Avant d’interpréter de notre mieux ces incomplètes et comme furtives confidences, cherchons à déterminer quel fut le troisième acteur féminin du drame qui nous est révélé par les lettres de Barbey. Ce rôle ne peut guère avoir été tenu que par une certaine Mlle Sophie de R…[2], qui apparaît déjà dans la première lettre intime adressée par Eugénie à la baronne, le 12 mars 1838 ; qui, au lendemain de la mort de Maurice, écrit au Cayla la lettre « la plus touchante » et qui inspire un peu plus tard à Eugénie cette innocente épigramme : « Mon cœur est mort, mais, de votre côté, il y a des cordes vives, et je dirais vibrantes, si j’étais Sophie l’aimable, la trop bien disante.

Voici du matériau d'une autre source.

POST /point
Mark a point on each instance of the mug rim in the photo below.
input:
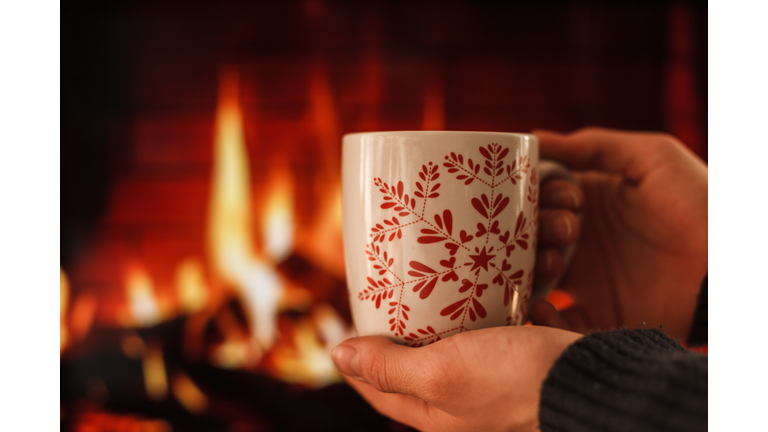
(520, 134)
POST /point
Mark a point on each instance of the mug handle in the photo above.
(549, 170)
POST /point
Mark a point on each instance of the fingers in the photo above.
(572, 319)
(387, 366)
(561, 194)
(631, 154)
(405, 409)
(549, 265)
(557, 228)
(543, 313)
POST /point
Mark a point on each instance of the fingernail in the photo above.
(347, 360)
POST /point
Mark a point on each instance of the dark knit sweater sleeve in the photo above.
(626, 380)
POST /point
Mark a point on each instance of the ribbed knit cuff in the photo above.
(625, 380)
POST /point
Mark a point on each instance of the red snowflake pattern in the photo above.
(468, 253)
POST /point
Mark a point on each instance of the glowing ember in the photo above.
(229, 224)
(64, 284)
(142, 303)
(155, 381)
(133, 346)
(309, 360)
(81, 317)
(190, 285)
(188, 394)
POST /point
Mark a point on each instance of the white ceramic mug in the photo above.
(440, 230)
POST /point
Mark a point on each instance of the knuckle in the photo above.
(378, 375)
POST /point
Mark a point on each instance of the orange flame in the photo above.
(190, 285)
(309, 360)
(188, 394)
(229, 224)
(155, 380)
(64, 302)
(143, 307)
(277, 228)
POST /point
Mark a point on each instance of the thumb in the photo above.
(387, 366)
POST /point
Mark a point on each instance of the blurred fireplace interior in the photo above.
(202, 271)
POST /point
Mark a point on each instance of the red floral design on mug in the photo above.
(466, 259)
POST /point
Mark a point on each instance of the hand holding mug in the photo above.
(642, 254)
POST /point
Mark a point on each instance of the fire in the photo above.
(190, 285)
(64, 302)
(188, 394)
(277, 229)
(155, 380)
(229, 220)
(308, 361)
(142, 305)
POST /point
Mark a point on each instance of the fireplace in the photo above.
(202, 278)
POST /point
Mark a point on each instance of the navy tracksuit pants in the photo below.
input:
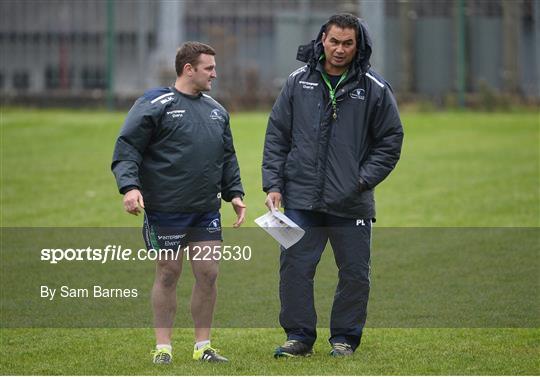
(350, 240)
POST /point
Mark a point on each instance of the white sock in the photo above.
(201, 344)
(168, 347)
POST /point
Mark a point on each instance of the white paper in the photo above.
(279, 226)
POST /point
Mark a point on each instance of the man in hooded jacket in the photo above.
(333, 135)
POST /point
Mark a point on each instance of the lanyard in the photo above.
(332, 91)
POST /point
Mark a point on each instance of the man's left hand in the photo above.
(240, 209)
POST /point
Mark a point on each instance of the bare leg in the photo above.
(164, 297)
(203, 297)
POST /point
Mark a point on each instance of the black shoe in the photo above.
(293, 348)
(341, 349)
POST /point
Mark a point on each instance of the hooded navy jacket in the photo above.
(178, 150)
(332, 165)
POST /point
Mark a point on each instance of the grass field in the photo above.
(467, 170)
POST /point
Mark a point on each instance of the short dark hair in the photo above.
(343, 21)
(189, 52)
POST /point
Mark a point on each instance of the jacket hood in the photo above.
(310, 53)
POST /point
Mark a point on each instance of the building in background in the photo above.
(84, 52)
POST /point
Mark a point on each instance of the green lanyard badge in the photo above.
(332, 90)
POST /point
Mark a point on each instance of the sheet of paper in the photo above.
(281, 228)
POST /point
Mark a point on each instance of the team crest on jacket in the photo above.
(216, 115)
(214, 226)
(358, 94)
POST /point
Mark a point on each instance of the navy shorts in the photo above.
(162, 230)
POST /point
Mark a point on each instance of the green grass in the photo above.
(457, 170)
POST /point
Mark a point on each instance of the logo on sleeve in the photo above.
(214, 226)
(358, 94)
(176, 113)
(217, 115)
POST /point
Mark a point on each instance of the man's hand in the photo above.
(273, 200)
(240, 209)
(132, 201)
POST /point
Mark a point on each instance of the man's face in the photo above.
(203, 73)
(339, 47)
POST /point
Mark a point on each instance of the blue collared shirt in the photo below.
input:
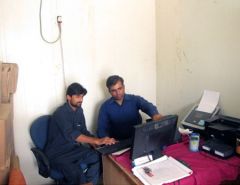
(65, 126)
(117, 121)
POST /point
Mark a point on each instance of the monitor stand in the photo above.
(157, 154)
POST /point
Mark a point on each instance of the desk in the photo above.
(207, 170)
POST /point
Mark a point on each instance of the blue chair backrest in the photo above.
(39, 131)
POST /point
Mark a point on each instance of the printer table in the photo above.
(207, 169)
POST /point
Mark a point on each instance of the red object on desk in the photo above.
(207, 169)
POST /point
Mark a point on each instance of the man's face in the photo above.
(75, 100)
(117, 91)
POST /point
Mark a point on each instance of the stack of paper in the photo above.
(162, 170)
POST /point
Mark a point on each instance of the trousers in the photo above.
(71, 165)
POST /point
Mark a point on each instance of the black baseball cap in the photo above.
(76, 89)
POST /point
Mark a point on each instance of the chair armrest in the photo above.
(42, 161)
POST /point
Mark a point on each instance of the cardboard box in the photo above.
(6, 135)
(9, 79)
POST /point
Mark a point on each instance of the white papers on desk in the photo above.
(162, 170)
(209, 101)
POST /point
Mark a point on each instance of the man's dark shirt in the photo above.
(65, 126)
(118, 121)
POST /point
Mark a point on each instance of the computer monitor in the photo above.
(152, 137)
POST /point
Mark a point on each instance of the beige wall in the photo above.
(198, 48)
(99, 38)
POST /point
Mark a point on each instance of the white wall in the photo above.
(198, 48)
(99, 38)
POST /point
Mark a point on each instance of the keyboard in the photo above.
(108, 149)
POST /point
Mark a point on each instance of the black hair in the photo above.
(76, 89)
(112, 80)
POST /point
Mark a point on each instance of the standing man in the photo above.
(67, 138)
(119, 114)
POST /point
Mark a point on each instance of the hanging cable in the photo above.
(59, 22)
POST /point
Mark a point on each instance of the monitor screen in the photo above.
(152, 137)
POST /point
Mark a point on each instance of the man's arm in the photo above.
(103, 123)
(156, 117)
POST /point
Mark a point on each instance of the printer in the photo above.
(196, 120)
(221, 134)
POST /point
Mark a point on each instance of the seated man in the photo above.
(66, 137)
(120, 113)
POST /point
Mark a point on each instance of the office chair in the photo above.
(38, 133)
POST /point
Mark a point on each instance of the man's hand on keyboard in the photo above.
(106, 141)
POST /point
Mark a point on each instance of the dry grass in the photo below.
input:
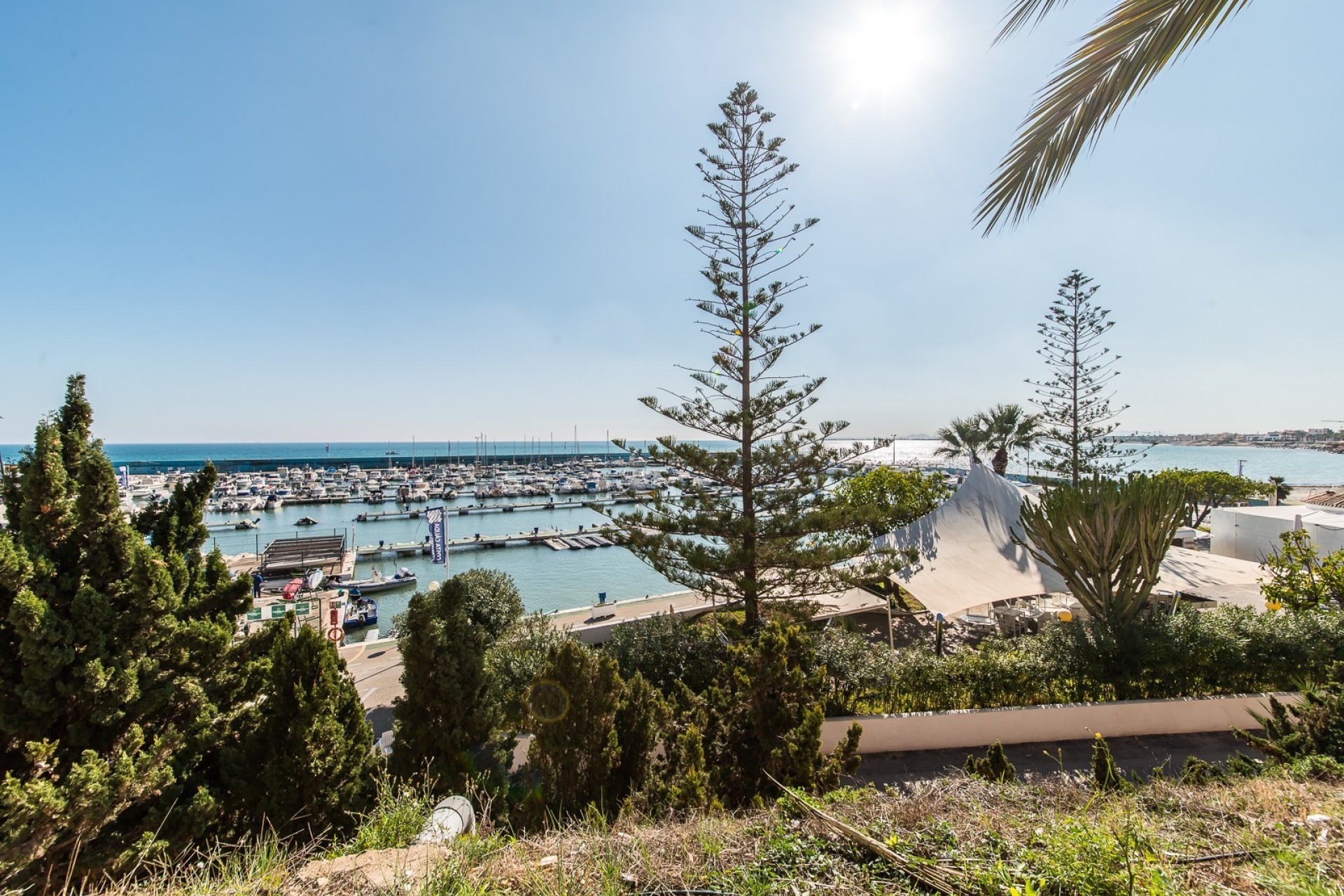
(1056, 834)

Que savez-vous de cette pauvre amie ? Saint-Quentin la console-t-il de Vienne ? » Enfin, dans une autre lettre d’Eugénie, qui est datée de Paris, au début de l’hiver 1841, on lit encore : « Si une charmante Sophie de R…

  1. Barbey acheva sans doute de vive voix ses confidences à son ami lors de son voyage à Caen en 1856. (Memor. de Caen, 28 sept.) « Dit les choses inexprimables par lettre, ce que j’appelle le quatrième dessous de tout ! Jugement de Josaphat sur les choses, les autres et soi-même ! »
  2. Ce nom est en toutes lettres dans la correspondance avec Trébutien. Mais les intempérances de langage que Barbey se permet à ce propos nous conseillent de lui laisser la responsabilité de son indiscrétion.